Incident Report: Uptime Kuma Monitors All Down¶

Date: 2026-03-13 Duration: ~5 days (undetected), ~30 minutes (active troubleshooting) Severity: Medium — monitoring blind spot, no alerting for actual outages Services affected: All 10+ Uptime Kuma monitors showing DOWN despite services being healthy

Timeline (PYT)¶

Time	Event

| ~Mar 7 | Uptime Kuma and ntfy containers started on VPS. Host resolv.conf pointed to 100.100.100.100 (MagicDNS). Docker embedded DNS cached this as ExtServers: [host(100.100.100.100)] | | Mar 12 ~21:50 | DNS incident fix: accept-dns=false applied, host resolv.conf changed to 127.0.0.1 (AdGuard). Headscale, Caddy, AdGuard containers restarted — but Uptime Kuma and ntfy were NOT restarted | | Mar 12 ~21:50 | Uptime Kuma container retains stale ExtServers: [host(100.100.100.100)]. All hostname-based monitors begin failing silently | | Mar 13 ~10:30 | User notices all Uptime Kuma monitors showing DOWN with ~11-14% uptime | | Mar 13 ~10:35 | Investigation: VPS containers all healthy, DNS resolves from host, headscale/ntfy respond 200 from host | | Mar 13 ~10:40 | Container resolv.conf inspected: ExtServers: [host(100.100.100.100)] — stale MagicDNS upstream | | Mar 13 ~10:42 | docker restart uptime-kuma — ExtServers updates to [host(127.0.0.1)] (AdGuard) | | Mar 13 ~10:43 | VPS-local monitors recover (cronova.dev, headscale, ntfy, hermosilla.me → 200) | | Mar 13 ~10:45 | Internal *.cronova.dev monitors still failing — vault.cronova.dev → ENOTFOUND | | Mar 13 ~10:50 | Root cause 2 identified: AdGuard has no DNS rewrites for internal hostnames. These only exist in headscale extra_records (MagicDNS), not in public DNS | | Mar 13 ~10:55 | 18 DNS rewrites added to AdGuard config for all internal *.cronova.dev → Tailscale IPs | | Mar 13 ~10:57 | Rewrites not working — AdGuard auto-set enabled: false on each entry | | Mar 13 ~11:00 | Fixed to enabled: true, AdGuard restarted, Uptime Kuma restarted | | Mar 13 ~11:02 | All reachable monitors confirmed green (vault, jara, taguato, git → 200) |

Root Cause¶

Two independent issues compounded to create a complete monitoring blind spot:

Cause 1: Stale Docker DNS cache¶

Docker's embedded DNS (127.0.0.11) caches the host's upstream DNS servers (ExtServers) at container startup and never refreshes them. When the VPS host's resolv.conf was changed from 100.100.100.100 (MagicDNS) to 127.0.0.1 (AdGuard) during the Mar 12 DNS incident fix, the Uptime Kuma container kept the old MagicDNS upstream.
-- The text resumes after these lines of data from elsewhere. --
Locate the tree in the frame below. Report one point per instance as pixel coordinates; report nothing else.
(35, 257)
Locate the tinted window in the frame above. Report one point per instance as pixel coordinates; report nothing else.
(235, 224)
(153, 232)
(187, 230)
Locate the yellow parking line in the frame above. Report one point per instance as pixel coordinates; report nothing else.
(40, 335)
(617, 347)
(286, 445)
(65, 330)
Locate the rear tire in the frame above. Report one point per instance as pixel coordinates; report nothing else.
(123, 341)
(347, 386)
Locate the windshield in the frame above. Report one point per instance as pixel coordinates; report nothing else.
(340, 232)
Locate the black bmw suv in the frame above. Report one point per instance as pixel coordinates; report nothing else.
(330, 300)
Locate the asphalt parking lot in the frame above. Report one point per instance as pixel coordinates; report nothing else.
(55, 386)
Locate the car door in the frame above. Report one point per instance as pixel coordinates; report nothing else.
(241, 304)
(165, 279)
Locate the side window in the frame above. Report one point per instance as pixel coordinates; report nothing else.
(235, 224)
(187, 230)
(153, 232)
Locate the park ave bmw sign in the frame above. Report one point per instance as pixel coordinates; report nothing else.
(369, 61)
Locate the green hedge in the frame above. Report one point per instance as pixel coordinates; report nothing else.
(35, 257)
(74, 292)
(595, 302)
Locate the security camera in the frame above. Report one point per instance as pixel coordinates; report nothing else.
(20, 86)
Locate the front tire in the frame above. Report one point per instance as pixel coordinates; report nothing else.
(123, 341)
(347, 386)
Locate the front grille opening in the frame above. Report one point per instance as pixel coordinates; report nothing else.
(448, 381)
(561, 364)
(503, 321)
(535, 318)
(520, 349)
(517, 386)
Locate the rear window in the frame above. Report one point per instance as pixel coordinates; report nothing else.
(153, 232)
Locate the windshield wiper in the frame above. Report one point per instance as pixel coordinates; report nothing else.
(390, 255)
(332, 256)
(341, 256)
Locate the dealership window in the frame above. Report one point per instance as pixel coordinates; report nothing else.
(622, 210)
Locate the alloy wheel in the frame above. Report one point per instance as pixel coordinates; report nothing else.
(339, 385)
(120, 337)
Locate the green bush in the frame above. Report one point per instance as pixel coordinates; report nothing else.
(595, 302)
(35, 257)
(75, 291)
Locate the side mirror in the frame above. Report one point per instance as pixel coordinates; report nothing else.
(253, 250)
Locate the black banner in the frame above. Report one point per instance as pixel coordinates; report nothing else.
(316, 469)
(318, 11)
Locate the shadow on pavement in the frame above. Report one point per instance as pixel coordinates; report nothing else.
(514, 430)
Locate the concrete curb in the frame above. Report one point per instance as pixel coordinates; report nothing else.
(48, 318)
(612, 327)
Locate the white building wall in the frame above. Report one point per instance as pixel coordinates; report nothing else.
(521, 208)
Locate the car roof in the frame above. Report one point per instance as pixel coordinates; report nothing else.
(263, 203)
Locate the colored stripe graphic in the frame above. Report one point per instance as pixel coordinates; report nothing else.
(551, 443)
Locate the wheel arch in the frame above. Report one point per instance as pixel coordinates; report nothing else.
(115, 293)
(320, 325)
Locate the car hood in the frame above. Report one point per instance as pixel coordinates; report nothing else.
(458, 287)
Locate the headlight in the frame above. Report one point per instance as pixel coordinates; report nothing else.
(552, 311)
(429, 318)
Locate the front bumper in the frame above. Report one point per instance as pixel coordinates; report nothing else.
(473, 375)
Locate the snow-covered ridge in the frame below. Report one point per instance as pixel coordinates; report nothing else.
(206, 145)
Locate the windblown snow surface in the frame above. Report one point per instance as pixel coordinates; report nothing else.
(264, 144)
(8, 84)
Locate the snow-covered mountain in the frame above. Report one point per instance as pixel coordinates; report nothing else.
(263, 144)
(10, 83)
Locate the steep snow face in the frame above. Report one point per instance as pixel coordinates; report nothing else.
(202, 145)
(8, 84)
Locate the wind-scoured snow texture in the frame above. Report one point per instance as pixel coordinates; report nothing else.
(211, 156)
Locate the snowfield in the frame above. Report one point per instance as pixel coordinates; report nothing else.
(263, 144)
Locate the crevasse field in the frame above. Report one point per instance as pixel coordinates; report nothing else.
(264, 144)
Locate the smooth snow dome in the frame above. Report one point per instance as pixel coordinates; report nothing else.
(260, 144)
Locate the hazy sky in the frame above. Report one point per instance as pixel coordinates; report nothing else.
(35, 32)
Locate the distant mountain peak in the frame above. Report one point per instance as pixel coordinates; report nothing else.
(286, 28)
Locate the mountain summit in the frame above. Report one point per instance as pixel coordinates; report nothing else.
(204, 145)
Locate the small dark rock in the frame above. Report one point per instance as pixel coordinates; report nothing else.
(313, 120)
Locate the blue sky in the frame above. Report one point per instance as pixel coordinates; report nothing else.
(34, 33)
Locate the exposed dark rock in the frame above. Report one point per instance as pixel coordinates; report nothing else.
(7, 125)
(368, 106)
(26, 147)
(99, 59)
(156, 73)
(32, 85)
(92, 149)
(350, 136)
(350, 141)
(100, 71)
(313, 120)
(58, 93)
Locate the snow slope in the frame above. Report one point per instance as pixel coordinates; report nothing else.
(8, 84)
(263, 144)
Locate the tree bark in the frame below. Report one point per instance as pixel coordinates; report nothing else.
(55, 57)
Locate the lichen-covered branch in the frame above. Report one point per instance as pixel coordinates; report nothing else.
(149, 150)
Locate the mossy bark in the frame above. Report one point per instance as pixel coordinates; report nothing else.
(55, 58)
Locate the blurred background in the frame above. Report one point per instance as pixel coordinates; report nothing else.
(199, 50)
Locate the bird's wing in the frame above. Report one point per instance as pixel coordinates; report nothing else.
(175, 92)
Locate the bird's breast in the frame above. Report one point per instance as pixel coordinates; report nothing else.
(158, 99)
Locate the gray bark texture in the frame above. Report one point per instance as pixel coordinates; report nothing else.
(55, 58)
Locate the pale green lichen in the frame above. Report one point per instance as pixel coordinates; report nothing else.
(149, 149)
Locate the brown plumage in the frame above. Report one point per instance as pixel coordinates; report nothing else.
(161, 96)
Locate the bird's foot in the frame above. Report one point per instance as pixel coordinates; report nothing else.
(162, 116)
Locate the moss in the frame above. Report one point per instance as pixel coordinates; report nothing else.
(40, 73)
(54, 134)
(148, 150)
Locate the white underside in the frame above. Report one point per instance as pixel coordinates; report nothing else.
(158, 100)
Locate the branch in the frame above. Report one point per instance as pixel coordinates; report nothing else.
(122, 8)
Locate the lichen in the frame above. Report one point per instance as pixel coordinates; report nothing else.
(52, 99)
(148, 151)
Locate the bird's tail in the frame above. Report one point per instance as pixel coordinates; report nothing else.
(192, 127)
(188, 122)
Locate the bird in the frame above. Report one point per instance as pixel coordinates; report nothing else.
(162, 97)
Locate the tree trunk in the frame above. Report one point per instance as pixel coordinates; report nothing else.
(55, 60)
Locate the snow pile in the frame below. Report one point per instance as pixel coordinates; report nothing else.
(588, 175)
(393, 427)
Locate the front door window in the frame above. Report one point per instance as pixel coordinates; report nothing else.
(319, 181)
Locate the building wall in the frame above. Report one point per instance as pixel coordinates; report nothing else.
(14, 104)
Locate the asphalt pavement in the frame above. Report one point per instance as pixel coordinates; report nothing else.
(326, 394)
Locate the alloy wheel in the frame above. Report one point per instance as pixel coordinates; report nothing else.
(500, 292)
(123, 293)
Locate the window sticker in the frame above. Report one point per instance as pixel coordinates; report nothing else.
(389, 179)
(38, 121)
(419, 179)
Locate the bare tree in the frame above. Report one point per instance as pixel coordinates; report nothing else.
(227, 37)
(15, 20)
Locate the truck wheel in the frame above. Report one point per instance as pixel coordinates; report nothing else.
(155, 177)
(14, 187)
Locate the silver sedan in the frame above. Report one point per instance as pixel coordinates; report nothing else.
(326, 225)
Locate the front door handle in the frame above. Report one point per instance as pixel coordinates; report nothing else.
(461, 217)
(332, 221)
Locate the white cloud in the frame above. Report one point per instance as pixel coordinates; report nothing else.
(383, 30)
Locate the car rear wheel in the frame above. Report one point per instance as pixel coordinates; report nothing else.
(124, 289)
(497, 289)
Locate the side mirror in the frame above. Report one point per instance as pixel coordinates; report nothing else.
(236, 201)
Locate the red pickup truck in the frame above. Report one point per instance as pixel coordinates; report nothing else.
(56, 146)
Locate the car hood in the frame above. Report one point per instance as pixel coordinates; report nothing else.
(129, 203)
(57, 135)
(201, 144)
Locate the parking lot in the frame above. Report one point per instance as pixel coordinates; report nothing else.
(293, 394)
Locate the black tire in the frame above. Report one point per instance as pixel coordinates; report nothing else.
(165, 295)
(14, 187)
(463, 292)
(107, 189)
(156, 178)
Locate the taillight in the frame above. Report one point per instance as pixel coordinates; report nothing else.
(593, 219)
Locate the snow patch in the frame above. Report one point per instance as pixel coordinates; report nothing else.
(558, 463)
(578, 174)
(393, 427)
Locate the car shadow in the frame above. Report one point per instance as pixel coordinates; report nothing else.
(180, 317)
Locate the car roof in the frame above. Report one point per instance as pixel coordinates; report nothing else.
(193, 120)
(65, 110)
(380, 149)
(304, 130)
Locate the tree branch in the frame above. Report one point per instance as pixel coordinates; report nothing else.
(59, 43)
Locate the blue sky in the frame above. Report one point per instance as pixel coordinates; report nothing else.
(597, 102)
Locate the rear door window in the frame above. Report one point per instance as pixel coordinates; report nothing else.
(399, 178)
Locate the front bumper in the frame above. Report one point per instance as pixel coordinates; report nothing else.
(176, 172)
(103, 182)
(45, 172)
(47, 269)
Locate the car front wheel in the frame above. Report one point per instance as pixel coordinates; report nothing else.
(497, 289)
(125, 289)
MagicDNS on the VPS (with accept-dns=false) forwards to the headscale global nameservers:

100.68.63.168 (Docker VM Pi-hole) — returns LAN IPs unreachable from VPS
1.1.1.1 (Cloudflare fallback)

This intermittent/broken resolution caused all hostname-based monitors to fail with connection timeouts.

Container: 127.0.0.11 → 100.100.100.100 (MagicDNS, stale)
                              ↓
                    100.68.63.168 (Pi-hole)
                              ↓
                    192.168.0.10 (LAN IP) ← unreachable from VPS
                              ↓
                         TIMEOUT → monitor DOWN

Cause 2: Internal hostnames not in public DNS¶

After fixing Cause 1, monitors checking *.cronova.dev internal services (vault, jara, taguato, etc.) still failed with ENOTFOUND. These hostnames only exist in headscale extra_records, which are served by MagicDNS to Tailscale clients. The VPS, with accept-dns=false, uses AdGuard → Unbound → root servers for DNS — a fully public resolution path that has no knowledge of internal records.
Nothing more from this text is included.